Todd also added that there’s nothing wrong with giving that information out because you can always block them if it gets weird.

“I don’t respond to Instagram DMs unless he’s cute or I kind of know him,” Chambers added. “But if I don’t respond once… I won’t respond to you again.”

Misa Tran, a freshman studying Athletic Training says to skip the whole social media thing and just do it in person.

“I’m not into the whole online thing,” Tran said. “I’m very much a personality girl and so I want to see if you can hold a conversation.”

Tran explained that the proper way to approach the situation is, to begin with, a compliment, but a genuine one.

“Nothing too weird when it comes to complimenting,” Tran said. “Say something about a feature that you like, but not anything vulgar.”

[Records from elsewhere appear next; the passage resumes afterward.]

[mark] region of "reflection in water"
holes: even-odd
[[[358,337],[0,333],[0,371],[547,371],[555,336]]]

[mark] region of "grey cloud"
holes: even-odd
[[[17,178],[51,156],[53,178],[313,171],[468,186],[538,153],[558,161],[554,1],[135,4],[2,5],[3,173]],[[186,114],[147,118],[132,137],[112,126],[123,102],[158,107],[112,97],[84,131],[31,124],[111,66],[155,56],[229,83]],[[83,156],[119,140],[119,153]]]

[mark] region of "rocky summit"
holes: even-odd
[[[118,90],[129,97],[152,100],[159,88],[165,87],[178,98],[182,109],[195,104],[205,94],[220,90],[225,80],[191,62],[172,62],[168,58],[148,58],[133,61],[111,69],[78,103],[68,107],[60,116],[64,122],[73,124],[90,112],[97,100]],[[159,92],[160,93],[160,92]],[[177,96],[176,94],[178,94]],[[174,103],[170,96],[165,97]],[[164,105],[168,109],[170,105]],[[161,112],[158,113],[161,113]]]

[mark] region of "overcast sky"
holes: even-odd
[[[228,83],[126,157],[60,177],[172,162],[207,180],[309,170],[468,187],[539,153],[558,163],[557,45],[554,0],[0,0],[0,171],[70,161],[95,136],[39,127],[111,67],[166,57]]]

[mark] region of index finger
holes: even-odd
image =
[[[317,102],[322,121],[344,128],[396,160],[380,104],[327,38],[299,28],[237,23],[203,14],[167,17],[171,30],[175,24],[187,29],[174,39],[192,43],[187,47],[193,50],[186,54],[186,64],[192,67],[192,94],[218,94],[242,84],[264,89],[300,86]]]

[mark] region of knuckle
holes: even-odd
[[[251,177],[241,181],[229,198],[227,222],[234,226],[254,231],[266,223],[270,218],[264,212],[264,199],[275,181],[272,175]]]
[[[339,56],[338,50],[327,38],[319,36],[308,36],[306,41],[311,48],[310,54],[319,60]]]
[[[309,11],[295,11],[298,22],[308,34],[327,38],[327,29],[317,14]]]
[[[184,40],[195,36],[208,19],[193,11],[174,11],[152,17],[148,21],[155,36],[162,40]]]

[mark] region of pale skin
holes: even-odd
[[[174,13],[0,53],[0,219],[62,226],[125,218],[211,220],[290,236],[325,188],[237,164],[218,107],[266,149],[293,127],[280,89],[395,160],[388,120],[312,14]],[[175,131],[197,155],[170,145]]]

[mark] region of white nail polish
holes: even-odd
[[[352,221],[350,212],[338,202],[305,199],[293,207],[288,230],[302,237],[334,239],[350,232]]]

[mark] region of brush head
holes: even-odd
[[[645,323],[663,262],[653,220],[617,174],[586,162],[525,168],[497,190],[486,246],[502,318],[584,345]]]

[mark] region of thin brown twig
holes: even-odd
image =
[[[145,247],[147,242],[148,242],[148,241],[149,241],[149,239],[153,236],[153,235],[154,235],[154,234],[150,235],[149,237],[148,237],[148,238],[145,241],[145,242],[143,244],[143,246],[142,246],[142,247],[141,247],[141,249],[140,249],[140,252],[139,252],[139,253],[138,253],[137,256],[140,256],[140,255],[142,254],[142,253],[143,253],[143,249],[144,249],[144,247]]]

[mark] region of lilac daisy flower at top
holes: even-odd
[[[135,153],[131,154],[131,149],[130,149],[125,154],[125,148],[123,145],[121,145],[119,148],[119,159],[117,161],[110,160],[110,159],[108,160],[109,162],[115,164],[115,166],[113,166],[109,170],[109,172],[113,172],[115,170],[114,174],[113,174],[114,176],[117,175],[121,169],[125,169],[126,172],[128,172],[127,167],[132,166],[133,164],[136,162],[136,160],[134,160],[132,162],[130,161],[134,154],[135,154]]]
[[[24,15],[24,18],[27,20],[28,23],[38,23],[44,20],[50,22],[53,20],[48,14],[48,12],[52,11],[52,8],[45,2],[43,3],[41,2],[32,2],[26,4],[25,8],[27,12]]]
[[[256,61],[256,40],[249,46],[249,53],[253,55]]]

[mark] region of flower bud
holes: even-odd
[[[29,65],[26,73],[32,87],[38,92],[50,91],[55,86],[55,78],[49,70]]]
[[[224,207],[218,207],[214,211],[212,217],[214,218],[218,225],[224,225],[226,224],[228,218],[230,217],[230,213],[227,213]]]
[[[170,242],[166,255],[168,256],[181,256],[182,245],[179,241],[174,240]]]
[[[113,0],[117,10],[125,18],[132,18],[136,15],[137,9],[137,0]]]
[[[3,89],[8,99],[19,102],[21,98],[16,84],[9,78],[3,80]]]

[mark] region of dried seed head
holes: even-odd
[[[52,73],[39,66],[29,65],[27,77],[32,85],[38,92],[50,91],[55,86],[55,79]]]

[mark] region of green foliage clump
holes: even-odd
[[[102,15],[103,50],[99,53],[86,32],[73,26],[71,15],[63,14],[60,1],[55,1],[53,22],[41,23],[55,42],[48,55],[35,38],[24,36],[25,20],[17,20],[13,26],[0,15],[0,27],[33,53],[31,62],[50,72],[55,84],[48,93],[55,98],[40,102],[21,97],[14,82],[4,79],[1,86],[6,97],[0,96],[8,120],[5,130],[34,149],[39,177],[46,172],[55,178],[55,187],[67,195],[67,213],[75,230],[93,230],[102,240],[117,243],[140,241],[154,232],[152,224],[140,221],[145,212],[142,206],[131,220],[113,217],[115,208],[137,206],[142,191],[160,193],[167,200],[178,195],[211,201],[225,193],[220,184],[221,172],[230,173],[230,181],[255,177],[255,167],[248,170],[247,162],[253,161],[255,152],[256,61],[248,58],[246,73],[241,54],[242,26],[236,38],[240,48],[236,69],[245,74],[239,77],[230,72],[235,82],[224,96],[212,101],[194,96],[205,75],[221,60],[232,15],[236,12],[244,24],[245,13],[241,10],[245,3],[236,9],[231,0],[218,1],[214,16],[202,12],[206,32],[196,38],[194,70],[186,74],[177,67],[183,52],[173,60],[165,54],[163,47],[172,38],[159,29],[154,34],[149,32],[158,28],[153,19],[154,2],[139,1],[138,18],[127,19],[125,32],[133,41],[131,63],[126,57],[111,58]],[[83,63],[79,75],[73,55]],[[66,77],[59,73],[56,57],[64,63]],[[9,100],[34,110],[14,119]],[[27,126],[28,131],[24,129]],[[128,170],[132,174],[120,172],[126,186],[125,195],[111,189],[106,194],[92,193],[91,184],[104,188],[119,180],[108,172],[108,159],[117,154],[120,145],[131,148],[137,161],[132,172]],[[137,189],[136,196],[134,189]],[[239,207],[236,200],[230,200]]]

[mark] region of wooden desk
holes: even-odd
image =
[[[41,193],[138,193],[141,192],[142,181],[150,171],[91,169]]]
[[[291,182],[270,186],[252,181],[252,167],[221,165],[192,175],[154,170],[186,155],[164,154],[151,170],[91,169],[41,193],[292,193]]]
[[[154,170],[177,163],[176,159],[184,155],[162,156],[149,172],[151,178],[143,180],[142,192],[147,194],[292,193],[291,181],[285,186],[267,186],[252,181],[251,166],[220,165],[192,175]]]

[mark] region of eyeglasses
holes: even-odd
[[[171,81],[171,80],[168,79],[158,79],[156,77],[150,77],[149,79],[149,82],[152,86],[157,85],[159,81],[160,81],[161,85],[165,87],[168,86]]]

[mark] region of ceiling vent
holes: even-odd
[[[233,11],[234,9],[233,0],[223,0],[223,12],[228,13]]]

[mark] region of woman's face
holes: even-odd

Tran likes when a guy is confident, but not cocky.

“Legit, just don’t be a tool,” Train said. “Don’t be a know it all, that’s a turn-off, and ask about my interests.”

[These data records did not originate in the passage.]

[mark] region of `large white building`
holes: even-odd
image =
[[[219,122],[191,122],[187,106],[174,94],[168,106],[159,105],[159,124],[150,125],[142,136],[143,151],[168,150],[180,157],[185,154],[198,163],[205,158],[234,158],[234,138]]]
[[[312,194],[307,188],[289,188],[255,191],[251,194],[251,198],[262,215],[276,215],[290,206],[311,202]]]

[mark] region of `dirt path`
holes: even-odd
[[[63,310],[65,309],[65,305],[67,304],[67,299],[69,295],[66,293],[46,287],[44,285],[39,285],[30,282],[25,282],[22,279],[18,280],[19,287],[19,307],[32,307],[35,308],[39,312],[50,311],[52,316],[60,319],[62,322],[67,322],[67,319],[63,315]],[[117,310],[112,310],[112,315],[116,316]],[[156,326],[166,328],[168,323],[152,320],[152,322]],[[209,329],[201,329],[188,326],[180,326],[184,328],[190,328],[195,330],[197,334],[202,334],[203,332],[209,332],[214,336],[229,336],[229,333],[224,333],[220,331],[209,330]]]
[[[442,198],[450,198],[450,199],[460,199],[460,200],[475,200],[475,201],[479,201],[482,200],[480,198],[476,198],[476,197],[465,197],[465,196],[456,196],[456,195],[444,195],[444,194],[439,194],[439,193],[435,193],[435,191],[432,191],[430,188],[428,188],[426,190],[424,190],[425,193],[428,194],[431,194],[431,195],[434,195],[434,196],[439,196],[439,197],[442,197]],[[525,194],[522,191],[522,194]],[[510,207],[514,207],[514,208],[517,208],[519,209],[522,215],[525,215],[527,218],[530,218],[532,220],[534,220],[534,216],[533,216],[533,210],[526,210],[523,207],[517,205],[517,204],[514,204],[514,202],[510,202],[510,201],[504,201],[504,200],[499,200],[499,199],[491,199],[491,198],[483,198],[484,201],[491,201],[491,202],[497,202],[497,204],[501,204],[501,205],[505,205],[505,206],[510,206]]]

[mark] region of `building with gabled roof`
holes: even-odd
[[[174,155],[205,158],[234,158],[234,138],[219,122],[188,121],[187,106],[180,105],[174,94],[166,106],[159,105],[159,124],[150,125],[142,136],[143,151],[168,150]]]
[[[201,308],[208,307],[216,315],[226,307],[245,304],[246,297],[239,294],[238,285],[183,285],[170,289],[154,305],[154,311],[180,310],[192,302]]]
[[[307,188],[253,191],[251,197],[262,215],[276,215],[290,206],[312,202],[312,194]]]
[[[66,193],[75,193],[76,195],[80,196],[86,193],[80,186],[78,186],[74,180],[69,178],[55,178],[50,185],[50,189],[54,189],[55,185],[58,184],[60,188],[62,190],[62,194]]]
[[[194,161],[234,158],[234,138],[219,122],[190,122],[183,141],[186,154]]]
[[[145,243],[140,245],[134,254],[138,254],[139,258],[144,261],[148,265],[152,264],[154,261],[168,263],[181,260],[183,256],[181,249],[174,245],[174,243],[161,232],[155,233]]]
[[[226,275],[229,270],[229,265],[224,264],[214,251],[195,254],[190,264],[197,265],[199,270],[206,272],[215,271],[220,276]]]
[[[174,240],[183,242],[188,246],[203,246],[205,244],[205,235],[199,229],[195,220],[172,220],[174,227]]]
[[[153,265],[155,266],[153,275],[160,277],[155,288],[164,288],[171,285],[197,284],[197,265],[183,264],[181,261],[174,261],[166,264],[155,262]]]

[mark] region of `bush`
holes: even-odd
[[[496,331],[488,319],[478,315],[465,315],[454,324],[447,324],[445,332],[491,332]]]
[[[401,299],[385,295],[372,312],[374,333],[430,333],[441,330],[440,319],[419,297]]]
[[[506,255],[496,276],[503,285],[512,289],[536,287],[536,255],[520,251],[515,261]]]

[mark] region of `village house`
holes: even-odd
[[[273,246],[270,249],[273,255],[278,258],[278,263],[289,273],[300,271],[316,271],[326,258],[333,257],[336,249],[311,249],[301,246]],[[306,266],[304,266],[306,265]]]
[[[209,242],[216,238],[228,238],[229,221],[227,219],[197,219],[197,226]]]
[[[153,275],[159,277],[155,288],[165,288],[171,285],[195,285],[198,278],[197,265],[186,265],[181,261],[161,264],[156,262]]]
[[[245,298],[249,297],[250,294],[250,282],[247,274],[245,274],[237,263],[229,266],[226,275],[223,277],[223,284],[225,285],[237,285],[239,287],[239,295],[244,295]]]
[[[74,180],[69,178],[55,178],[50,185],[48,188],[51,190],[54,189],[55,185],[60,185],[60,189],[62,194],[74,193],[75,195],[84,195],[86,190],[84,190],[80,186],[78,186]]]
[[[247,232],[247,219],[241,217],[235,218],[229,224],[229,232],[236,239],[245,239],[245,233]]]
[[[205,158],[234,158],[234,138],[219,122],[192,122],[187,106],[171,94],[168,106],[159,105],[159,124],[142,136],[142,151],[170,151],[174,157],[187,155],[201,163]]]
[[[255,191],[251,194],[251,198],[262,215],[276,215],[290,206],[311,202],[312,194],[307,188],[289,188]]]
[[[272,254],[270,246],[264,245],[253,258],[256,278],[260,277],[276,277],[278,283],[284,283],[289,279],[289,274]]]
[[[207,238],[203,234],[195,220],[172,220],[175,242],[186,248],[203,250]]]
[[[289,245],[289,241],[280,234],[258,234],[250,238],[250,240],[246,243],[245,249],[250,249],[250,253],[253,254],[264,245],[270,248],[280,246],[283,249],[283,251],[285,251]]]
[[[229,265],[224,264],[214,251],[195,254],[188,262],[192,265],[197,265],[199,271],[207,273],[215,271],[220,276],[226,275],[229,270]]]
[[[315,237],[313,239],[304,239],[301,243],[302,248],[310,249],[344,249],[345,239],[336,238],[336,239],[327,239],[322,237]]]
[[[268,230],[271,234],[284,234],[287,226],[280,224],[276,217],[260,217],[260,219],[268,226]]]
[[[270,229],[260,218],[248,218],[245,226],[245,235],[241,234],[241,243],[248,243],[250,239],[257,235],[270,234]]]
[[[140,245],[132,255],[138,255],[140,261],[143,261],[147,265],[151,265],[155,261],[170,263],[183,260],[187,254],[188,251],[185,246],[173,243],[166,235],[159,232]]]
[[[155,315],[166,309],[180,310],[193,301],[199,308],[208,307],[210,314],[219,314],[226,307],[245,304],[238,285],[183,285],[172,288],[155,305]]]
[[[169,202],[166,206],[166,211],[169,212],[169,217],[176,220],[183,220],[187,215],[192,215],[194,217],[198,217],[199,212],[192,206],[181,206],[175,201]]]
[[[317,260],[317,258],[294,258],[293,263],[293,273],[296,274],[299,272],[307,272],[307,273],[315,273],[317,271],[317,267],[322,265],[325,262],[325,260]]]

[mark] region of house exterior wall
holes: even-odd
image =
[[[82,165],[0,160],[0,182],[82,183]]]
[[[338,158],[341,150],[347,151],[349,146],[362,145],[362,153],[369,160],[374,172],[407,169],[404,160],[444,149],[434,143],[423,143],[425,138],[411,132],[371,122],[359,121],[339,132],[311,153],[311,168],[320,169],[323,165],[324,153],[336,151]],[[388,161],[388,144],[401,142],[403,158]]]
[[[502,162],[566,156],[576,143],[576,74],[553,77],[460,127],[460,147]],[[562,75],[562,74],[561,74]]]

It seems the female perspective would prefer for their interactions to be done in person and if they know you in any form than it is okay to slide in the DMs. The main point though is to still put a real interaction to the face and name, not through a phone screen.

So how do the guys like to be approached and what are their methods when shooting their shot? Remember, it goes both ways…

“I don’t think you can just send it,” Brody Edwards, a junior studying marketing said.

The term “send it” is also being used and is defined as a way to just go for it with no regrets.

Edwards describes his strategy on how to approach someone he finds attractive in a very calculated method.

“You really need to think about it,” Edwards said. “If I like you. I’m going to go out of my way to meet you.”

Edwards says he’s a very much an in-person guy and would prefer not to message you on social media.

“I don’t want to be one of those guys,” Edwards stated.

According to the women interviewed many told stories about how aggressive and persistent guys were when messaging them. With the huge stigma of being labeled as “one of those guys,” it is understandable why some men wouldn’t want to reach out in that manner. 

Edwards still works the social media angle through to get attention from perspective love interests.

“I’ll like two of her pictures on Instagram that are more than two weeks old,” Edwards said. “Nothing too far back, but if she decides to like my photos, then it’s a go.”

Edwards explains that if she returns the favor of liking the photos then it shows a slight insight that she could be interested. When it comes to a girl approaching him –  he knows they are going to be straightforward.

“I’ll definitely talk to them, but if I didn’t know them then it’s probably a no for me,” Edwards said.

Jack Young, a freshman studying small business management explains his tactics.

“Be subtle, don’t be obnoxious,” Young said. “I usually pay attention to style so I compliment their outfit or a cool feature I like.”

Young says he prefers to make any interactions in person and not through the DMs. He considers himself a shy guy but would like the effort to go both ways.

“I stare a lot and I don’t even realize it,” Young said. “But if I catch you staring at me when I’m staring at you… well… I guess I’ll go over and say hi.”

He says no one asks for phone numbers anymore, but rather for each other’s Snapchat information in person. The online dating apps like Tinder aren’t his thing either and makes the whole situation raunchy in his opinion.

When looking for a girl to approach him he says to just put yourself out there.

“Come up to me, let’s have a conversation,” Young said. “The effort is cute. I am not a piece of meat; I have feeling too!”